One of the surest ways to cushion your portfolio against a stock market plunge is to hold assets in cash. But if you shift to—or stick with—cash at the wrong time, you miss the possibility of further gains in the stock market, which hit record highs recently. So you might want to depend on mutual fund pros to decide when—and to what degree—to turn to cash and then when to shift assets back into the market. Some of the best fund managers have been good at doing this.

It’s not that the fund managers try to exactly time the ups and downs of the market. Instead, they follow a disciplined approach of investing in stocks only when stocks clearly are at bargain prices. If no stocks meet the managers’ stringent criteria, they allow cash to build, even if that means their fund performance lags the overall market for years at a time until buying opportunities emerge.

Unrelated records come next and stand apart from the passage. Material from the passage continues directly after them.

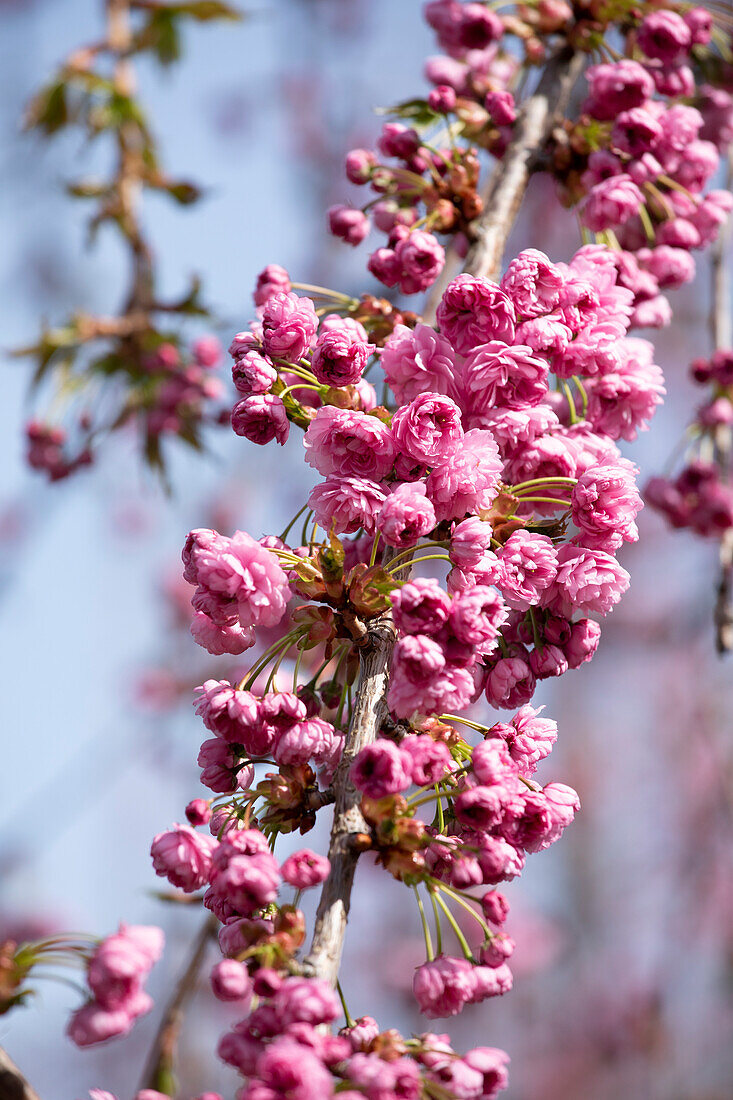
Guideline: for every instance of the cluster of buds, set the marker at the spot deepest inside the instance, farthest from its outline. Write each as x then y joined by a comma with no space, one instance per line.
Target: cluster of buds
166,393
700,496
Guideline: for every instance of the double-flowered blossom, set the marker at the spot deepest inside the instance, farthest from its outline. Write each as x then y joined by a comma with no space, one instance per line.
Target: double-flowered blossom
116,975
240,583
485,446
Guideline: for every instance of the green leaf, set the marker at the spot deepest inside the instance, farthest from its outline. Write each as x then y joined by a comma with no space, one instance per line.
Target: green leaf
161,35
416,110
183,191
206,10
48,110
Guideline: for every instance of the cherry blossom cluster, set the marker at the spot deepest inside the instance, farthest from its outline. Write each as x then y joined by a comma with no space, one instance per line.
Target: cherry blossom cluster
168,395
116,969
283,1049
469,507
700,496
523,491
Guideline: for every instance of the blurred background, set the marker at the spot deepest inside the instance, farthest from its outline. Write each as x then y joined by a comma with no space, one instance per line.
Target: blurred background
624,959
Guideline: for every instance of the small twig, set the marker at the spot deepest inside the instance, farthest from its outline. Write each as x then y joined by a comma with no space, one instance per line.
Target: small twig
722,330
510,180
159,1068
13,1085
504,190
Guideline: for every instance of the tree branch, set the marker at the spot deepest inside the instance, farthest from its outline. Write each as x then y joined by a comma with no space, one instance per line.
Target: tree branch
159,1068
506,188
722,331
369,713
13,1085
509,182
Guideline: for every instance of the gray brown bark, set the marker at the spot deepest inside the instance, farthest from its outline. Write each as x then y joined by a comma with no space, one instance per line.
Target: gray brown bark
504,196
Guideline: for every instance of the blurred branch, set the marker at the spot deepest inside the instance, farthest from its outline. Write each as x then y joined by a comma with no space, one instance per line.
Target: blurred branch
159,1069
13,1085
95,91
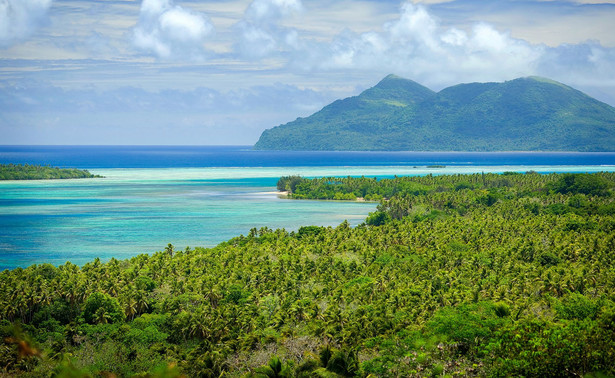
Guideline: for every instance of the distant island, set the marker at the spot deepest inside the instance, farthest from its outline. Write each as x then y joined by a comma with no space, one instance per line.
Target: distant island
525,114
39,172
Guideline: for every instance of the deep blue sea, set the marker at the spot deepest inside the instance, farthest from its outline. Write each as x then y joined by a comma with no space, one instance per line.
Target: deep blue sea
243,156
201,196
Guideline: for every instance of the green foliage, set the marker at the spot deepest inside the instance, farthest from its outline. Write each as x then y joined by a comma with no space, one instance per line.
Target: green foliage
526,114
581,183
448,283
100,308
38,172
377,218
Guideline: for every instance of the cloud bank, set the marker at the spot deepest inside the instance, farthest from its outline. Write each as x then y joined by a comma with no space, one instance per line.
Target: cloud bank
416,46
260,32
169,31
20,18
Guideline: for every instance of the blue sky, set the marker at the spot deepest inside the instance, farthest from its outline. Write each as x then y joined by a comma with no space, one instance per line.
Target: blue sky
220,72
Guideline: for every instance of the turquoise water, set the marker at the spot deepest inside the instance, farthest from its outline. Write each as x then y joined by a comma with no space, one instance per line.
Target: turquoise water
133,211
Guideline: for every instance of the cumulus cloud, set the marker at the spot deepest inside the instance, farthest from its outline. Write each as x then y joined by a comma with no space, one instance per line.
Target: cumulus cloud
170,31
417,46
260,29
20,18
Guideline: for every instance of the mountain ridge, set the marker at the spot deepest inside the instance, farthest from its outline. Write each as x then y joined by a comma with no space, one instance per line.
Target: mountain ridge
397,114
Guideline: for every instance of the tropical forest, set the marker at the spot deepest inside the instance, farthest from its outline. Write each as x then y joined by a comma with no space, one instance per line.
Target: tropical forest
453,275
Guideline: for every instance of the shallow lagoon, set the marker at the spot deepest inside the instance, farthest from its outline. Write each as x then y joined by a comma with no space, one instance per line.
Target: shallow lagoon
141,210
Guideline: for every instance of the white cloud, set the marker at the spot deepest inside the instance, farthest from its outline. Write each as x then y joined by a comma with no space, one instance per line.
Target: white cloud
415,45
20,18
260,31
170,31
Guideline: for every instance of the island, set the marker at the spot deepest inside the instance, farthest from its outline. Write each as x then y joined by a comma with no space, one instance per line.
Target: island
453,275
41,172
525,114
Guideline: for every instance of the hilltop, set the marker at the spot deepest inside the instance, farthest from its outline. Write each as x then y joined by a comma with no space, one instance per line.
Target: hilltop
525,114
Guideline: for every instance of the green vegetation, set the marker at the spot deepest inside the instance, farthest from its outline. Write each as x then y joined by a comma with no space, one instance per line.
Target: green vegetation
38,172
461,275
527,114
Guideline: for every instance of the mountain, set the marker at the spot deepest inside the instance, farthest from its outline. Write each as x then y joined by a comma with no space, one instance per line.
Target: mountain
526,114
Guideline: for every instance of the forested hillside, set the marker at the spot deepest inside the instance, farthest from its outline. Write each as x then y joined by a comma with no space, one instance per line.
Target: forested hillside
462,275
525,114
40,172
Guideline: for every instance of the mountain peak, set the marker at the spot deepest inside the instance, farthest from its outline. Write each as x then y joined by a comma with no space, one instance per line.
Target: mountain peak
397,88
525,114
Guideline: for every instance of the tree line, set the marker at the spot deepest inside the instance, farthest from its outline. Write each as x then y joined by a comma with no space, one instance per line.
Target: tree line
41,172
462,275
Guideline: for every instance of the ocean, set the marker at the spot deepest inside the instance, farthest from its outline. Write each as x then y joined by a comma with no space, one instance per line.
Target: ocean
202,195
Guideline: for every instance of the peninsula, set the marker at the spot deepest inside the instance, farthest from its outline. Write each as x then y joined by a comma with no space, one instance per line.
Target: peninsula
525,114
39,172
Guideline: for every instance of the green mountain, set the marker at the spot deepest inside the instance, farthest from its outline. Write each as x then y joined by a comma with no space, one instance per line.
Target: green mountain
526,114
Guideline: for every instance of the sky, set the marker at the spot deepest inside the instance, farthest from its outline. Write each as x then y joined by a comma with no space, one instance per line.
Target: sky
198,72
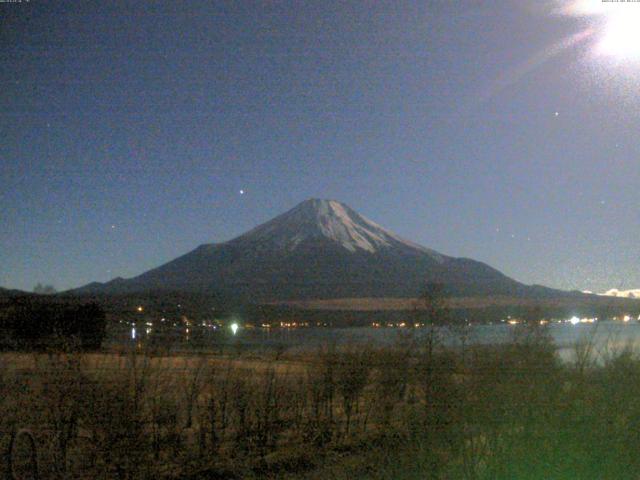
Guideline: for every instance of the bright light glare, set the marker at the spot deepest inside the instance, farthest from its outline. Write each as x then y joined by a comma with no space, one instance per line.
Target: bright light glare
618,24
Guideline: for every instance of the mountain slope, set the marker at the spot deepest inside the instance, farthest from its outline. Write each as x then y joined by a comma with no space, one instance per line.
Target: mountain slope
319,249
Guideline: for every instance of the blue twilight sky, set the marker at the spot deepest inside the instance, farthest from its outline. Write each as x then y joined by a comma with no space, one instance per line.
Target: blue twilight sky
503,131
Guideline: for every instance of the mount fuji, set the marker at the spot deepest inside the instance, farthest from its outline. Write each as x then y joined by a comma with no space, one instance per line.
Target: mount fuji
320,249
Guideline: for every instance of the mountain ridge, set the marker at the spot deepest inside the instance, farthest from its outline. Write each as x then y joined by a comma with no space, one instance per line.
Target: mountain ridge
318,249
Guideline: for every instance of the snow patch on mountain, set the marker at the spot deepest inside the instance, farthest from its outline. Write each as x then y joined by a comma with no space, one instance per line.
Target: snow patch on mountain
314,219
614,292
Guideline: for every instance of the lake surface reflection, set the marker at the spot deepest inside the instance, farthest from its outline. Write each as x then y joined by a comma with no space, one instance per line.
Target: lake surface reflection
607,337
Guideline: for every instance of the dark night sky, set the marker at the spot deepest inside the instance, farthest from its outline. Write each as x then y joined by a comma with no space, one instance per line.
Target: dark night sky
504,131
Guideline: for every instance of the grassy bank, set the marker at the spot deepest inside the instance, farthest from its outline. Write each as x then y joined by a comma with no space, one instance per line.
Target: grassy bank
410,411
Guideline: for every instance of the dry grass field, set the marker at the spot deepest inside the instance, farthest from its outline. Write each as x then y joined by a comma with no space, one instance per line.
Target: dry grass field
409,411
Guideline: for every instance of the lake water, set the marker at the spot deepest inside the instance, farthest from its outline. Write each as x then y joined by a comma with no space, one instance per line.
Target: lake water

My favorite cash-heavy funds…

Yacktman Fund (YACKX) has 20% of its assets in cash, the highest level since 2008, an indication of how few undervalued large-cap stocks there are that meet fund manager Donald Yacktman’s criteria. The fund’s performance is in the top 1% of its category over the past five years, gaining an annualized 16.6% versus 8.3% for the Standard & Poor’s 500 stock index.

FPA Crescent (FPACX), which can invest in a mix of stocks of all sizes and bonds too, has steadily increased its cash holdings over the past five years. Cash now totals about one-third of assets as a result of fund manager Steven Romick slashing his bond holdings but maintaining about half of the portfolio in stocks. Over the past decade, the fund gained an annualized 9%, outperforming the S&P 500 by an average of about 1.5 percentage points a year with one-third less risk.